Who We Are

Paragon Global Investments (formerly PNG) is a student-led intercollegiate investment fund with chapters at Brown University, Columbia University, Cornell University, New York University, Princeton University, Yale University, the University of Chicago, and the University of Pennsylvania. The organization is dedicated to the development of students in value investing and algorithmic trading.

Students admitted to Paragon follow an educational curriculum that teaches applied value investing and algorithmic trading. Upon completing the education portion, students will join the organization either as investment analysts or quantitative analysts, working on stock pitches or designing systematic algorithms that will be invested into or deployed into Paragon's $40,000 investment funds.
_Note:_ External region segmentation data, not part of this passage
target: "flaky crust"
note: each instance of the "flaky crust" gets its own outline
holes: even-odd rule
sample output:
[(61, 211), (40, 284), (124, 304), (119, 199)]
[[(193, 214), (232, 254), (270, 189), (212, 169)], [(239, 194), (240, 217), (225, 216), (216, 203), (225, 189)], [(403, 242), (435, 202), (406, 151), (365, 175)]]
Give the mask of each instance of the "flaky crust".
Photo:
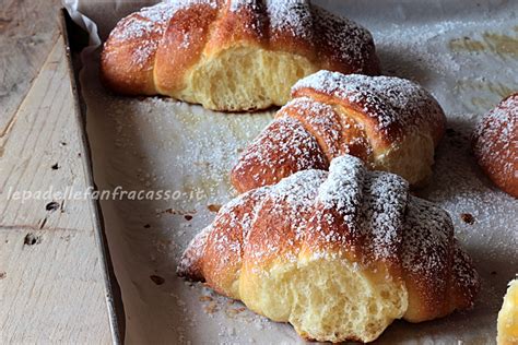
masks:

Since our inception, we have grown to 300+ active students and every year we receive close to 2,000 students interested in joining our organization nationally.

Curriculum

Topic Link to Materials
Accounting Week 1
Valuation Week 2
Investment Theory Week 3
Quantitative Analysis with Python Week 4
Quantitative Portfolio Management Week 5
Algo Trading Strategy Design Week 6

Value Investing

Part 1 of the curriculum will help students gain a basic understanding behind the theory and strategies of value investing. Students will gain a fundamental understanding of accounting, competitive analysis, and valuation. General modeling, including operating models and discounted cash flows models, will be explored as well as general investment theory related to these models. By the end of the curriculum, students will be able to accurately value companies and understand complex business models.

Algorithmic Trading

Part 2 of the curriculum aims to educate students on how to research, design, test, and implement systematic algorithmic trading strategies. Students will first learn about statistical analysis and introductry machine learning with Python. They will also learn about modern portfolio theory and linear factor pricing models, and how to analyze assets and portfolio to optimize risk-adjusted returns. Students will then learn how to design and implement systematic algorithmic trading strategies using live data and real money. By the end of the curriculum, students will have a toolset to quantitatively analyze companies and design systematic trading strategies.